OVO integration assessment: paths forward for ail ↔ ovoment/ovo-local-llm

## Summary

Assessment of how [OVO](https://github.com/ovoment/ovo-local-llm) — a local, macOS/Apple-Silicon desktop LLM runtime — could be consumed from ail pipelines. Three integration paths are possible; one works today with zero code.

This issue is a scoping document, not an implementation plan. It exists so we can decide which path to invest in before writing code.

## What OVO is

OVO is a desktop application (Tauri + FastAPI sidecar, MLX inference). It is **not** a CLI, **not** a stdin/stdout subprocess, and **not** a library — it is a long-running service that exposes three HTTP APIs on localhost:

| Port | Flavor | Key endpoints |
|---|---|---|
| 11435 | Ollama-compatible | `POST /api/chat`, `POST /api/generate`, `POST /api/pull`, `GET /api/tags` |
| 11436 | OpenAI-compatible | `POST /v1/chat/completions` (SSE via `stream=true`), `POST /v1/completions`, `GET /v1/models` |
| 11437 | OVO-native | `GET /ovo/models`, `POST /ovo/models/download`, `GET /ovo/settings`, `GET /ovo/claude/context`, `GET /ovo/audit` |

Platform: **macOS 13+ on Apple Silicon only** (no Intel, no Linux, no Windows). No documented auth scheme (localhost-only). Tool/function-calling support: not documented; needs empirical verification.

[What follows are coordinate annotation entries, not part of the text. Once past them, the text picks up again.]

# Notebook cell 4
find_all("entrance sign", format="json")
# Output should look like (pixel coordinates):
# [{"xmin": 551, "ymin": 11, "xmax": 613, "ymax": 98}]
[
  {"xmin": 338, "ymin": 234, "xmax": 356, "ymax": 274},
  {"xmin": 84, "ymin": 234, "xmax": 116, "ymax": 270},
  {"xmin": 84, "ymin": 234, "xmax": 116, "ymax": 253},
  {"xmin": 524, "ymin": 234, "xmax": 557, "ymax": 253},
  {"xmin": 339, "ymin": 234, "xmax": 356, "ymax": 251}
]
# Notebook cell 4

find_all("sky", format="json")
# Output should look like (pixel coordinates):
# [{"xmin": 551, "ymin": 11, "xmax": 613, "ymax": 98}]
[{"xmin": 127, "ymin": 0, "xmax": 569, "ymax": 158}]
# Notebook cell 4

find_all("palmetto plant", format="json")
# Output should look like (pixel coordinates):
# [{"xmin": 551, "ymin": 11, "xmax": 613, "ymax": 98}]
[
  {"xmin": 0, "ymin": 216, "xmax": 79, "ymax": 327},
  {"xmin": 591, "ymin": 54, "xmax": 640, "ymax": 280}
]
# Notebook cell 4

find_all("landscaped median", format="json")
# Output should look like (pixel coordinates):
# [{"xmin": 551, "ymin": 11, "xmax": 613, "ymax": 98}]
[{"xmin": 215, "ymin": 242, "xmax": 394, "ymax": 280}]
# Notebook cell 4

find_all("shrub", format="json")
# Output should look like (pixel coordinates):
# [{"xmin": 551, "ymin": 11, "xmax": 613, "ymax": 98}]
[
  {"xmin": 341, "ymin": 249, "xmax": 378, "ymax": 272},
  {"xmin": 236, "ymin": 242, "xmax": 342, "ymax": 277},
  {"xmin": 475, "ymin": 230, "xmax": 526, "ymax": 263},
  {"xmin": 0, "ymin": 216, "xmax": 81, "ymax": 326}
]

## What ail already provides

- `Runner` trait (`ail-core/src/runner/mod.rs:280`) with `invoke()` and `invoke_streaming()`.
- Built-in `http` / `ollama` runner (`ail-core/src/runner/http.rs`) that already speaks OpenAI-compatible `/chat/completions`. Configured via `AIL_HTTP_BASE_URL`, `AIL_HTTP_TOKEN`, `AIL_HTTP_MODEL`, `AIL_HTTP_THINK`. **Does not stream, has no tool support**, keeps session history in-process with full replay each turn (O(N²) tokens).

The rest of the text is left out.